Dalam pedoman tersebut dijelaskan “pengertian muatan penghinaan dan/atau pencemaran nama baik merujuk dan tidak bisa dilepaskan dari ketentuan Pasal 310 dan Pasal 311 KUHP.” Dalam dua pasal itu, jelas dinyatakan bahwa pencemaran nama baik hanya bisa terjadi pada “seseorang”, bukan lembaga, institusi, apalagi perusahaan. Ini juga diterangkan oleh R. Soesilo dalam Kitab Undang-undang Hukum Pidana serta Komentar-komentar Lengkap Pasal Demi Pasal (terbitan 1994).
Pedoman ini bukan produk hukum sekelas UU, tapi bisa diimplementasikan ke kasus-kasus yang juga tengah berjalan. Kadiv Humas Mabes Polri Irjen Argo Yuwono menegaskan SKB ini bisa “dijadikan acuan bagi aparat penegak hukum di lingkungan Kemenkominfo, Polri, dan Kejaksaan Agung dalam melaksanakan tugas dan kewenangannya.”
Tapi upaya tersebut sia-sia karena kepolisian dan kejaksaan masih saja menggunakan UU ITE untuk menjerat sipil yang berhadapan dengan.
Yang teranyar adalah penggunaan Pasal 27 ayat (3) untuk menjerat Stella Monica, warga asal Surabaya yang menceritakan pengalaman buruknya berobat di klinik kecantikan L’Viors di media sosial. L’Viors mengadukan Stella ke polisi dan jaksa menuntut pidana satu tahun penjara serta denda Rp 10 juta.
Guru Besar Universitas Airlangga yang juga menyusun pedoman UU ITE, Henri Subiakto, menyebut penggunaan UU ITE dalam kasus Stella keliru sama sekali. “Polisi dan jaksa penuntut itu salah semua,” kata Henri kepada Tirto, Minggu (24/10/2021).
Kalau saja Henri yang diundang sebagai saksi ahli dalam kasus itu, dia yakin dapat membeberkan dengan jelas bahwa penggunaan UU ITE tidak tepat.
Henri menegaskan bahwa pedoman justru dibuat untuk menghindari hal-hal semacam ini terulang, yaitu ketika “korporasi mengadukan individu,” namun “implementasinya malah ngawur.” Dia mengatakan jika Stella mau mengadu perusahaan sebagai pelaku pencemaran nama baik itu lebih tepat “karena Stella adalah individu, dia bisa menjadi korban,” tapi “perusahaan tidak bisa menjadi korban.”

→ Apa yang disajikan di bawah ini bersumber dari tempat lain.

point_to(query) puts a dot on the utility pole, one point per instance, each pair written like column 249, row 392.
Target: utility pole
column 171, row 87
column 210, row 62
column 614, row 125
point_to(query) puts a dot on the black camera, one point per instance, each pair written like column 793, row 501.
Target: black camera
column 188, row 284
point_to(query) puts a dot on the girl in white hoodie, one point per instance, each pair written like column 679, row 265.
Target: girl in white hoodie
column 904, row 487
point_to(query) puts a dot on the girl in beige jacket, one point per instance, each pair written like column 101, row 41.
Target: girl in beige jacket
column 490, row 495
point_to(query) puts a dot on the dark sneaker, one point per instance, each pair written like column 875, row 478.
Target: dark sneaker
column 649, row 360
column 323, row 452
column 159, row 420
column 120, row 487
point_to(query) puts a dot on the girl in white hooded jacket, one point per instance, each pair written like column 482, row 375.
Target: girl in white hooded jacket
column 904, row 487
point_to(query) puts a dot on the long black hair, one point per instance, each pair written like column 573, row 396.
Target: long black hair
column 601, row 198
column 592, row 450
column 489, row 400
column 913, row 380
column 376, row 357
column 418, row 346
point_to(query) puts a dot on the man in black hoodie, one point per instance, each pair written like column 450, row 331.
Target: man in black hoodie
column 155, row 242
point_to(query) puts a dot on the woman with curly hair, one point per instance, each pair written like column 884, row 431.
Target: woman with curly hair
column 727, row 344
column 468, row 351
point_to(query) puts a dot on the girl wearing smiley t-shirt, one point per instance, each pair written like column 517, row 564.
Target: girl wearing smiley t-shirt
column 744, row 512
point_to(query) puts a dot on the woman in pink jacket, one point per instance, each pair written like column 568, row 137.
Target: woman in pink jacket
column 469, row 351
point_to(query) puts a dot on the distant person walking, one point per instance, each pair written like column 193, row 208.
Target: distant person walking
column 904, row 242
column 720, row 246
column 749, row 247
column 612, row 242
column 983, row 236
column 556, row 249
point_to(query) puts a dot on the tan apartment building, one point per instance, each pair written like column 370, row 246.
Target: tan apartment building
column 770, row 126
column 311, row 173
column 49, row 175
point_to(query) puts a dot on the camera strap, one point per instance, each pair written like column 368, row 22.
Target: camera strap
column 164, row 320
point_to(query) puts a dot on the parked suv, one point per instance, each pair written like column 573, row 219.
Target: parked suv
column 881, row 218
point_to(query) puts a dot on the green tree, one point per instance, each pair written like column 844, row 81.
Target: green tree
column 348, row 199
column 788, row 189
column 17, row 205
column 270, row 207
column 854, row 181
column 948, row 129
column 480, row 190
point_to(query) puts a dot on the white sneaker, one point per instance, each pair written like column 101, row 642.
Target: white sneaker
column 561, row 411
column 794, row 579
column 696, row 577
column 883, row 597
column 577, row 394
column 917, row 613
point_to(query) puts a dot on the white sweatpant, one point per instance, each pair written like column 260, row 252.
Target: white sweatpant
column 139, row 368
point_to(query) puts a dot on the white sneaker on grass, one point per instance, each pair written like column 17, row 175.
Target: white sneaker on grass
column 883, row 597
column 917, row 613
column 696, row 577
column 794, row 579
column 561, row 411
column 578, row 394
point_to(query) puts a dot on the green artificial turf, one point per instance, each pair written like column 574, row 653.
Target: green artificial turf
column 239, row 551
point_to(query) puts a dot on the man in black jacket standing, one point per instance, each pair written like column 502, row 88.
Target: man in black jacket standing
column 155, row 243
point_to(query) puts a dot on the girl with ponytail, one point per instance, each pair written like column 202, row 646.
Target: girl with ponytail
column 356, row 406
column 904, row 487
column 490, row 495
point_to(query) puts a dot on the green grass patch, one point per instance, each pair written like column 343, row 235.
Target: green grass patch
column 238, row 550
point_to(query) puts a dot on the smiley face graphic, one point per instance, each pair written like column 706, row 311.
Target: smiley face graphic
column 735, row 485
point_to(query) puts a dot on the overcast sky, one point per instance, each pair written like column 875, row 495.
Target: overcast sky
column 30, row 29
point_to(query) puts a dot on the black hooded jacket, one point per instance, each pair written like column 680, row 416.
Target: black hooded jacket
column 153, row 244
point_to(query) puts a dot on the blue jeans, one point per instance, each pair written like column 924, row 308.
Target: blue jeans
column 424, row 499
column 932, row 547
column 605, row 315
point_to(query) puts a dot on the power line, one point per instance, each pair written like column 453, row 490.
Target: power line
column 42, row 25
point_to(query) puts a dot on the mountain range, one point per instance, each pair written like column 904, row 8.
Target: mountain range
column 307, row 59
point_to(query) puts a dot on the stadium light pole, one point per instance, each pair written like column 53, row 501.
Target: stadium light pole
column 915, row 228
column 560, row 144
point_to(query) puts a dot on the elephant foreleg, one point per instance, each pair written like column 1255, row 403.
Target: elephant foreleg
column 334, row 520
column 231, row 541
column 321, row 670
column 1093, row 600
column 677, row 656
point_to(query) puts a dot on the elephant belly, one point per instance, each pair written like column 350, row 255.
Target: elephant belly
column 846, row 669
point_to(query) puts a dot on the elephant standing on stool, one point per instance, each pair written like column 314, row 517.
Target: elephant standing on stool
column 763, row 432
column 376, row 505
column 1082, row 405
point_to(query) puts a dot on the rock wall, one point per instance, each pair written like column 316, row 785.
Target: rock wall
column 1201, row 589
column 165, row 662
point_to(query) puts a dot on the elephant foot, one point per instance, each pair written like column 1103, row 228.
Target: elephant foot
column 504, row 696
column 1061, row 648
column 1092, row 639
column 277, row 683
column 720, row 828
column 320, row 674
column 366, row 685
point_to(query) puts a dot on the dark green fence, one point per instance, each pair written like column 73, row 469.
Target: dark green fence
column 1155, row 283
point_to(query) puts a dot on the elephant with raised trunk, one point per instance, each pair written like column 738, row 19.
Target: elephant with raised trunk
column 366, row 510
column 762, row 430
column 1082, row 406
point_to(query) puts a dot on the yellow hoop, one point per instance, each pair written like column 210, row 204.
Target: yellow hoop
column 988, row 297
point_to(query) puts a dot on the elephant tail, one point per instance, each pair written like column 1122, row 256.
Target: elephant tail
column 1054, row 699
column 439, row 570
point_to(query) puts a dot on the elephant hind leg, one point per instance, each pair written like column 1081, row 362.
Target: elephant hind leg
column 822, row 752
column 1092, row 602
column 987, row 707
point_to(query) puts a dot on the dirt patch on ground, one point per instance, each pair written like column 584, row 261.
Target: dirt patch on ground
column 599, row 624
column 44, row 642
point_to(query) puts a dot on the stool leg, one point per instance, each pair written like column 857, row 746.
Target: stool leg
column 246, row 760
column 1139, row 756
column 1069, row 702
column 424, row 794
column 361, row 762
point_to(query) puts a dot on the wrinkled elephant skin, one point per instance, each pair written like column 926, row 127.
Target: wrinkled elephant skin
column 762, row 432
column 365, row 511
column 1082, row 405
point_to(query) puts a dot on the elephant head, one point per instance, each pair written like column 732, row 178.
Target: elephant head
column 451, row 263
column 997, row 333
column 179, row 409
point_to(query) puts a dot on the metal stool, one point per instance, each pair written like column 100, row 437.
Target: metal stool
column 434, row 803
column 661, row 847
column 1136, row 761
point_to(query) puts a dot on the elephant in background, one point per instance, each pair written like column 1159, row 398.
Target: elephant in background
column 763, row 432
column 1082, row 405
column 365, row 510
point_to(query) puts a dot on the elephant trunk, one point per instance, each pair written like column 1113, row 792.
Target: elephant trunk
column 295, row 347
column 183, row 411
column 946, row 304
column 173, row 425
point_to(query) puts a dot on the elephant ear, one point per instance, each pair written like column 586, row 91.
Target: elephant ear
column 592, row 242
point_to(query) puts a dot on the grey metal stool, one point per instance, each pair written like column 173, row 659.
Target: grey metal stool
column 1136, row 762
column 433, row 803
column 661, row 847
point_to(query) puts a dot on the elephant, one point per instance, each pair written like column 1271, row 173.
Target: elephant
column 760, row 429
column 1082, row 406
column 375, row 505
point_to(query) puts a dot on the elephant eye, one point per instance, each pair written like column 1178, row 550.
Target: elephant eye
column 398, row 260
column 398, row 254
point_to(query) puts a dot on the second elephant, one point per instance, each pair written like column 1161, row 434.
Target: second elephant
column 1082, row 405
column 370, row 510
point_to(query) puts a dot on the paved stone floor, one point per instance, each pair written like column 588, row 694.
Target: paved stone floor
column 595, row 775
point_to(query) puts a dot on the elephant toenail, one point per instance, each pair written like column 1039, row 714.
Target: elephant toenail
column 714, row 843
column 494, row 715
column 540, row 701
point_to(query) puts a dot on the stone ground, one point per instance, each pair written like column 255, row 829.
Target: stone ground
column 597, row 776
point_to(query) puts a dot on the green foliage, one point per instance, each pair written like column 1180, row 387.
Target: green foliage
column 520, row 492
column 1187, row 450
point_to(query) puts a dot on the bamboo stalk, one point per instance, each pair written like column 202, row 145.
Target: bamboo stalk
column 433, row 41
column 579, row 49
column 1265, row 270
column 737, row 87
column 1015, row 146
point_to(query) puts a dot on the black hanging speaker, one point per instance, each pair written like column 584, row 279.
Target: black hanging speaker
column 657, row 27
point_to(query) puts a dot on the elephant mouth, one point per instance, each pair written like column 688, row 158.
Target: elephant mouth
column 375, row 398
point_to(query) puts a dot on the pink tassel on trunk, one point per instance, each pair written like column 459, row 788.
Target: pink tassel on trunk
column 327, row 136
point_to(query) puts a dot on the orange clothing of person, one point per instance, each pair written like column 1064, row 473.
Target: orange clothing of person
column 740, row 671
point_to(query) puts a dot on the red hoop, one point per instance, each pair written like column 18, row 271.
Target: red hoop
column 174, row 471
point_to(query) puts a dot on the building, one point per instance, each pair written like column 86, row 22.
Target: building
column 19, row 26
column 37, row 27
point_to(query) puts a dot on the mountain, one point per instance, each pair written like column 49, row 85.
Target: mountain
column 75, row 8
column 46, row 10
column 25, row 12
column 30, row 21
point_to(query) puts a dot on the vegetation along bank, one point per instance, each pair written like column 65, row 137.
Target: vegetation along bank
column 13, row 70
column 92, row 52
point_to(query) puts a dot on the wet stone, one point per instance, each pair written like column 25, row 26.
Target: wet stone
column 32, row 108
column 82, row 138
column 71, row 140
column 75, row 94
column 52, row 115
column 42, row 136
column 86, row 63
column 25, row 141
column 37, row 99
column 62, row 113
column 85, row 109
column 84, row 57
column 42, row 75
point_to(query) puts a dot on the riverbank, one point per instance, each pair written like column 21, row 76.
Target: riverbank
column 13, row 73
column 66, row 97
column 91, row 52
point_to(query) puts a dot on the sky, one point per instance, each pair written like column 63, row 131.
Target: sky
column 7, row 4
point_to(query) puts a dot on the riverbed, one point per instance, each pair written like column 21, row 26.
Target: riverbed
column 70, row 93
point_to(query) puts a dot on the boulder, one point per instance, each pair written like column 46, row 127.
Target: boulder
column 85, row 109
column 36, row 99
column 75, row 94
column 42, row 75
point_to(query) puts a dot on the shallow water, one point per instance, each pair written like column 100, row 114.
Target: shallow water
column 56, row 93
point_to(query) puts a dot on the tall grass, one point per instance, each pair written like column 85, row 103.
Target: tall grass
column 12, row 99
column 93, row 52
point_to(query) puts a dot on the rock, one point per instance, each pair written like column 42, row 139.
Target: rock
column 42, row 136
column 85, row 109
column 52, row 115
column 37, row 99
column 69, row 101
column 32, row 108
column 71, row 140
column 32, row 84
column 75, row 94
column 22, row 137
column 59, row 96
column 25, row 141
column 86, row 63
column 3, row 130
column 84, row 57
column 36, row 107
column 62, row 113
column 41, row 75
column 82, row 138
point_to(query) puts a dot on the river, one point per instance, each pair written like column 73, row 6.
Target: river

PAKU ITE menduga perusahaan bisa memanfaatkan pasal ini dan berlanjut sampai persidangan karena kekuatan finansial. Atau, meminjam istilah Leo Batubara, UU ITE memang kerap kali tentang kelompok “mata air” yang merepresi kelompok “air mata”, antara mereka yang berkuasa melawan mereka yang lemah.
Benar-tidaknya klaim PAKU ITE, perusahaan memang mencoba mendapatkan keuntungan yang sama seperti para pejabat yang melakukan pemidanaan dengan UU ITE: terbungkamnya kritik.